In 1999 when the military dictatorship for the first time in more than three decades decided to organize a democratic election, Nigerians were optimistic that at last, their fundamental Human Rights will be respected, promoted and protected, but more than ten years after, the opposite is the case because apart from the shameful fact that nearly seventy five million out of the one hundred and forty million Nigerians are living below the internationally acclaimed extreme poverty line of earning less than two united states of America's dollar a day, over sixty nine million Nigerians are illiterates just as over twenty million Nigerian kids of school age are out of school because of poverty afflicting their parents and guardians.
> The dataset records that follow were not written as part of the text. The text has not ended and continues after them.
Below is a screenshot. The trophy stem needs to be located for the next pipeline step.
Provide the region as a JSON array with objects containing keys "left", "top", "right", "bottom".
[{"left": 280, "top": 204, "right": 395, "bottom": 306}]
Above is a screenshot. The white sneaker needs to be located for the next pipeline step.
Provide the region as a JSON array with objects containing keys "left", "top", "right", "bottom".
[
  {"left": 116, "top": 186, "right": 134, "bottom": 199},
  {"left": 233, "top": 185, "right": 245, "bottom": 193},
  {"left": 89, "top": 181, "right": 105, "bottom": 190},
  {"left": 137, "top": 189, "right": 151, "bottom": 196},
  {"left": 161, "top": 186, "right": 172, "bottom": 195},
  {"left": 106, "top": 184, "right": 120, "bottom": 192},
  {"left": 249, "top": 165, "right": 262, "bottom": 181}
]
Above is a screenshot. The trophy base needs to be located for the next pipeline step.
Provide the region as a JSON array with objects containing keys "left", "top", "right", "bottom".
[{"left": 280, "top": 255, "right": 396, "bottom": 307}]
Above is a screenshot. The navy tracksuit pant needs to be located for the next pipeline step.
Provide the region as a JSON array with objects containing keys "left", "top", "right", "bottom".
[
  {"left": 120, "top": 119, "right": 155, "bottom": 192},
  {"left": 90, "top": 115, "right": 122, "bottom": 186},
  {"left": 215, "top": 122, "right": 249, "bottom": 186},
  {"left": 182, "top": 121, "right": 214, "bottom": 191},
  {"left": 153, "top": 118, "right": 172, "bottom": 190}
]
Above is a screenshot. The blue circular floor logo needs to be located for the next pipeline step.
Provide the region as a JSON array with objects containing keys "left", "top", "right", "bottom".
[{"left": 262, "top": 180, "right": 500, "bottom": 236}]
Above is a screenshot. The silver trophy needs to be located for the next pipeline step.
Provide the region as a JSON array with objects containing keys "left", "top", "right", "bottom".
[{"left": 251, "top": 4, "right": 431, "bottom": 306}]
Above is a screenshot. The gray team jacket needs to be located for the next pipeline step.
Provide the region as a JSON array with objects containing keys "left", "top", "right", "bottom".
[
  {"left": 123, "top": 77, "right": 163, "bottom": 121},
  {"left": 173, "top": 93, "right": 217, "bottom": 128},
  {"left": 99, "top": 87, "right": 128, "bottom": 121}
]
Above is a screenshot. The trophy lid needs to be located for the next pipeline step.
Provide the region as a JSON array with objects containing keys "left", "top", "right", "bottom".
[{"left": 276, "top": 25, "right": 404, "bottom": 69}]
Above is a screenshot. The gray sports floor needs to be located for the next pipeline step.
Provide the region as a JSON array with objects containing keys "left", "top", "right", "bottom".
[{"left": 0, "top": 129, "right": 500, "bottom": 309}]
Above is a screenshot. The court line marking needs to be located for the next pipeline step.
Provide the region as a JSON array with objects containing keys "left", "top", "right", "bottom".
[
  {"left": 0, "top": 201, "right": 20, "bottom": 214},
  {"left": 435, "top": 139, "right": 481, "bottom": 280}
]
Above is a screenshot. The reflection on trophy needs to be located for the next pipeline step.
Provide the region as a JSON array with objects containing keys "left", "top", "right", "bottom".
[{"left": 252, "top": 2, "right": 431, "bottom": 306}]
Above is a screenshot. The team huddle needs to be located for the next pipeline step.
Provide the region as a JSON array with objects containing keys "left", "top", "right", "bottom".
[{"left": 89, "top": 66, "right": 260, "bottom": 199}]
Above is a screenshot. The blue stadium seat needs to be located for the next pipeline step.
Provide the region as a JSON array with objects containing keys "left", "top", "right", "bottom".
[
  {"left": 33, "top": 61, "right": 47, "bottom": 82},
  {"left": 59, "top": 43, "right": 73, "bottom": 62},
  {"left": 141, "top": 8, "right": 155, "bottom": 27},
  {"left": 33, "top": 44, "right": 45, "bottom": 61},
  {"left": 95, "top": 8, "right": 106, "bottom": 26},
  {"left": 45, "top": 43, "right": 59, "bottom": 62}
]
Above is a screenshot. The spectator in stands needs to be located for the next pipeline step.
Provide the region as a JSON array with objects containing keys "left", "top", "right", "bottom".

Institutionally, Chapter two of the 1999 constitution which is the supreme law in Nigeria which embodies the fundamental objectives of state policies, are said not to be justiceable meaning that a large chunk of the socio-economic rights of Nigerians are institutionally denied and are difficult to enforce using the instrumentality of the law. The most critical question being asked by a majority of Nigerians is that how can the government expect to fulfill the fundamental rights provisions enshrined in Chapter four of the 1999 constitution without recourse to the enforcement of Chapter Two? Putting the question differently, how can a government enforce the fundamental rights provision in Chapter Four which is justiceable and states that "every citizens has a right to life" when the same government claims that the ''right to health'' as embodied in Chapter two of the same constitution which is said not to be justiceable and therefore can not be enforced or implemented as of right?



Nigerians expect the National Assembly to clearly amend or alter the relevant sections of the 1999 constitution as they relate to Chapter two and ensure that a provision to make them enforceable is inserted in the new constitution in the making because Human Rights are interdependent, universal and inalienable. The Right to health can not be separated from the right to life if we are serious as a nation under God to promote Human Rights of citizens.
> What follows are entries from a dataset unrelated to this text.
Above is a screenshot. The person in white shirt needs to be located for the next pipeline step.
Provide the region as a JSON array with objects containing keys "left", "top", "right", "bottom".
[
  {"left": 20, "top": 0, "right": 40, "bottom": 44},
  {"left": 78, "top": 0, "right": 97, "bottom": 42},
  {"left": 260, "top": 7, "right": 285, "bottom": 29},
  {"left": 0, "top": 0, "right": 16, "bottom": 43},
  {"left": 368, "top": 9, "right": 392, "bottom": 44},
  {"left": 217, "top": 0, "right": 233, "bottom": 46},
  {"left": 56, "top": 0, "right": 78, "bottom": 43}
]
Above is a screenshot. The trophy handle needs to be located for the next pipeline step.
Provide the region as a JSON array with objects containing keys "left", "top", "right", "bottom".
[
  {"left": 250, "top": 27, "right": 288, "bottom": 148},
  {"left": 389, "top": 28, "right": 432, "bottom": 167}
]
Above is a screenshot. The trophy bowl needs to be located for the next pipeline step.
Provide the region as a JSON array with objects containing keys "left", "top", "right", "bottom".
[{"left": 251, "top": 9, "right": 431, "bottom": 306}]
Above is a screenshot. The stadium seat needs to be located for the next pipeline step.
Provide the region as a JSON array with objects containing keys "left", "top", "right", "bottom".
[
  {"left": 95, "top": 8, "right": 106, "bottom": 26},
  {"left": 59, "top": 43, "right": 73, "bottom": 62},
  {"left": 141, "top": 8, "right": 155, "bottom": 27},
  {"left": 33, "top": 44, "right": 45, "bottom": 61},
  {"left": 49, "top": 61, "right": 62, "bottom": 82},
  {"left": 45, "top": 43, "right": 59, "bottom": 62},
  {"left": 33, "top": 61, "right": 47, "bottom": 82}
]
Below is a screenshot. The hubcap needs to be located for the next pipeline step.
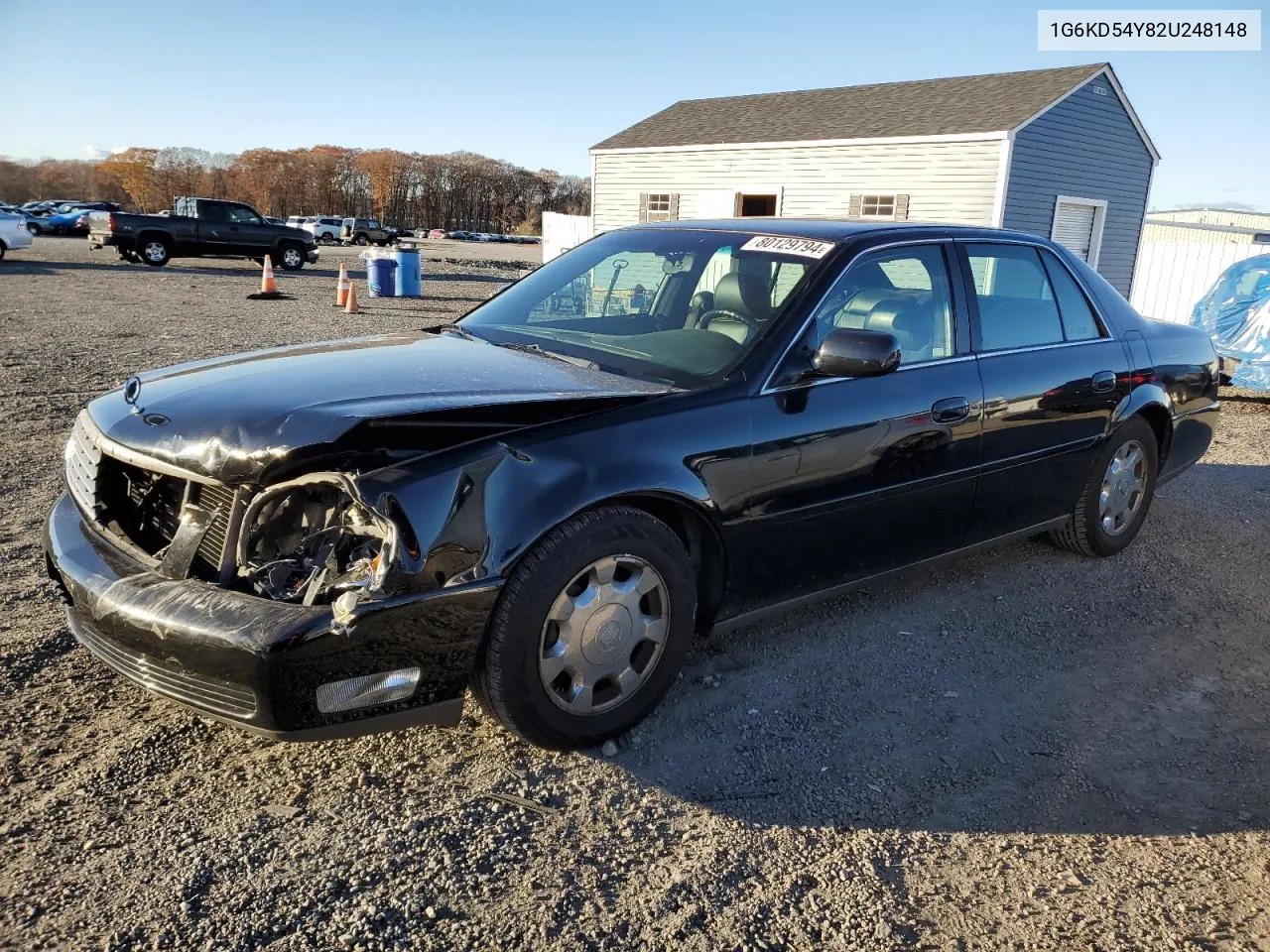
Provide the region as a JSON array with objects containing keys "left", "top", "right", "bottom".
[
  {"left": 539, "top": 554, "right": 670, "bottom": 715},
  {"left": 1098, "top": 439, "right": 1147, "bottom": 536}
]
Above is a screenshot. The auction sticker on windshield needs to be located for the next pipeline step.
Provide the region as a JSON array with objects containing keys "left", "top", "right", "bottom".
[{"left": 740, "top": 235, "right": 833, "bottom": 258}]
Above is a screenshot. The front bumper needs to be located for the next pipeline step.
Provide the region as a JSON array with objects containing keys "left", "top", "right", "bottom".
[{"left": 45, "top": 495, "right": 502, "bottom": 740}]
Nigerian government must acknowledge the universal truth that respect for human rights is an essential component of development even as development is seen as;" a comprehensive economic, social, cultural and political process, which aims at the constant improvement of the well-being of the entire population and of all individuals on the basis of their active, free and meaningful participation in development and in the fair distribution of benefits resulting therefrom."



As Nigeria marches towards the golden jubilee of our Independence as a political entity next year October 1, Nigerians are praying and should indeed actively work to ensure that their human rights are respected through the institutionalisation of the strict respect by all persons and authorities of the principle of the rule of law and not rule by brute force.